Bölüm 8: Kalp Çarpıntısı

Ne cevap yazacağımı bilemez halde mesajı defalarca kez okumaya devam ediyordum. Böyle bir iltifatı beklemiyor olmanın verdiği şaşkınlıkla aralanan gözlerim, sanki hızlanan atışlarını durdurabilecekmişim gibi kalbime bastırdığım ellerim... Derin bir nefes verip klavye tuşları üzerinde gezdirdim parmaklarımı.

"Teşekkür ederim." Yazıp gönderdim yazacak başka bir şey bulamadığım için. Sonrasında telefonumu kapatıp cebime sıkıştırdım.

"Günaydın!" dedi karşıma oturan Ada. Aklım hâlâ Tuna'nın mesajında olduğu için donuk bir ifadeyle bakıyordum yüzüne. "Sen iyi misin Hazan?" Başımı aşağı yukarı salladım yüzümde beliren gülümsemeyle.

"İyiyim, çok iyiyim."

(Akşam)

İşten çıkmış, direkt evime gelmiştim ve yaklaşık beş dakikadır ocağın üzerinde pişmeye bıraktığım makarnayı izliyordum. Ateşi izlemeye kendimi fazla kaptırmış olmalıyım ki bildirim sesi yankılanan telefonum korkutmuştu beni. Tuna'dan geldiğini düşünerek bildirime baktığımda ilan sitesinden geldiğini gördüm.

"Merhaba." Yazıyordu mesajda. "Yüklediğiniz koltuklar hala satılık mı?" Mesaja tıklamadan İnstagram'a girdim.

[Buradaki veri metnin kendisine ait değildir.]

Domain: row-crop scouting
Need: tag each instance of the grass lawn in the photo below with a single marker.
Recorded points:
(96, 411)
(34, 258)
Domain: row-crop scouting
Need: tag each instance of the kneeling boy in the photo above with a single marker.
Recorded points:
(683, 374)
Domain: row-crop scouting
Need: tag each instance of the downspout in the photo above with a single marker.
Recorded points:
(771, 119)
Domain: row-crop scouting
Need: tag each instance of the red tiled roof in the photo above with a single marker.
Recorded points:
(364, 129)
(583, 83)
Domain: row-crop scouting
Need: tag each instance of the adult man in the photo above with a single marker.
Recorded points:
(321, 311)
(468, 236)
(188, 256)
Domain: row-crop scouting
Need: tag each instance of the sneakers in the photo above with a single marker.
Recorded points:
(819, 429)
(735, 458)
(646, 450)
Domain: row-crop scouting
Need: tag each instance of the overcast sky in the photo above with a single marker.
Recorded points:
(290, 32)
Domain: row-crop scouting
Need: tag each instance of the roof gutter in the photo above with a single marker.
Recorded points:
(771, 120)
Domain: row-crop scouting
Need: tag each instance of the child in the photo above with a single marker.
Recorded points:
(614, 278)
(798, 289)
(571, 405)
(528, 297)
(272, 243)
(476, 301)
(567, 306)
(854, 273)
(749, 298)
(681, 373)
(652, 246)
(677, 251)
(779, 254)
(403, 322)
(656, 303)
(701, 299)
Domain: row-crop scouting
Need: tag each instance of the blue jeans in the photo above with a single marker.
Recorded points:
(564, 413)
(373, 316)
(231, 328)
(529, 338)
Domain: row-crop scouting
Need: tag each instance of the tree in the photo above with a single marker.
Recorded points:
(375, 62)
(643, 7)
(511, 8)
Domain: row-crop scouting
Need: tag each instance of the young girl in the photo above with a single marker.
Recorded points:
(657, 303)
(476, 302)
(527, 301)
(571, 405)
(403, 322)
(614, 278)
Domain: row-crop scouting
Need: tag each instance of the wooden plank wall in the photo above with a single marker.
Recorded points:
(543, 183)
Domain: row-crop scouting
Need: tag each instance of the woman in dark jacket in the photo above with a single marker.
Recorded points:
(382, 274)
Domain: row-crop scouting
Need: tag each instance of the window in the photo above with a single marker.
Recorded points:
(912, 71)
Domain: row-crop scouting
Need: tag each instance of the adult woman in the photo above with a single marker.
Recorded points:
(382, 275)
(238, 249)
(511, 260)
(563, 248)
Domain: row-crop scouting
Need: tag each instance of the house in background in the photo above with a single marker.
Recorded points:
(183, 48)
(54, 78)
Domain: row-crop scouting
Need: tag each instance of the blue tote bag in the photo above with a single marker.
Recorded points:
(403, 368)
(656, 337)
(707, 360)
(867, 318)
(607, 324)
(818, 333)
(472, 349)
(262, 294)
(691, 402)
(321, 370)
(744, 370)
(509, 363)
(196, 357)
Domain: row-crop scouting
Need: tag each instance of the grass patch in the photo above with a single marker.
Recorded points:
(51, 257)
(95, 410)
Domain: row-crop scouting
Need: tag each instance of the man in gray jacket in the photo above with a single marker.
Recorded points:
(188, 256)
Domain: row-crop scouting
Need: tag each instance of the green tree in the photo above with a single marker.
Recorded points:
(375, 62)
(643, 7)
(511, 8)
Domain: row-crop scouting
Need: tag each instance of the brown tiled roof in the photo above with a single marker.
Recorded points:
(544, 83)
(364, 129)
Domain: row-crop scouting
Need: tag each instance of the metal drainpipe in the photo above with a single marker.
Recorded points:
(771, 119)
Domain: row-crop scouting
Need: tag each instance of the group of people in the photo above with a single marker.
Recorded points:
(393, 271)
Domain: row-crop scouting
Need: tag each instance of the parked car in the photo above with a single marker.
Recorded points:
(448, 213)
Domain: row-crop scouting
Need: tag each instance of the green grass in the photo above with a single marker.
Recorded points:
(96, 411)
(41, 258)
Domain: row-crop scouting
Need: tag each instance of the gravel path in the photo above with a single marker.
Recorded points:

"Sana çok güzel bir haberim var!" Yazıp gönderdim Tuna'ya heyecanla.

tunakilic: Meraklandım...

hazanaydin: İlan sitesine yüklediğim koltuğu satın almak isteyen biri var!

tunakilic: Sen onları kaldırmadın mı siteden?

hazanaydin: Hayır?

tunakilic: Bence satılık olmadığını söyle ve kaldır siteden. İşe de başladın, zamanla düzene girecektir hayatın. İleride anılarını taşıyan eşyaları sattığın için pişmanlık duymanı istemiyorum.

Yutkundum ister istemez. Haklıydı, eğer satarsam ileride pişman olurdum. Bu yükü kaldıramayacağımı bildiğimden ilan sitesinden gelen mesaj bildiriminin üzerine tıkladım.

hazanaydin: Hayır, satılık değil.

Yüklediğim resimleri sildikten sonra derin bir nefes verdim. Ocağın altını kapattıktan sonra mutfaktan ayrılıp salondaki koltukların üzerine bıraktım bedenimi. Koltuk takımı -annemin en sevdiği renk- griydi. Büyük bir hevesle almıştı annem; ama daha doya doya koltuklarına oturamadan ayrılmıştı yuvasından. Titrek bir nefes verip alnıma düşen saçlarımı geriye ittirdim. Onları çok özlüyordum...

  Parkta oturuyordum yalnız başıma. Kulaklarımdaki kulaklıklarla kendimi dünyadan soyutlamış, öylece düşünüyordum. Olanları, hayatımda gelişen değişiklikleri, gidenleri, gelenleri... Kimseye alışmamalıydım kolay kolay; ama Tuna'nın sıcak tavırları ona çakilmeme sebep oluyordu. Soyutlayamıyordum kendimi, uzaklaşamıyordum. O da üzecekti belki de beni, çok üzecekti hem de... Ya da sadece kuruntu yapıyordum, o da diğerleri gibi olmak zorunda değildi. Bunları düşünerek yormak istemiyordum kendimi. Kollarımı iki yana açarak rüzgarın beni nereye savuracağını izlemek istiyordum sadece.

tunakilic: 055* *** ***4

tunakilic: Bu benim numaram.

tunakilic: Ne zaman bana gerçekten güvendiğini hissedersen yaz.

Bildirimden okuduğum mesajın üzerine tıkladım.

hazanaydin: Sen peki?

hazanaydin: Numaranı atacak güveniyor musun bana?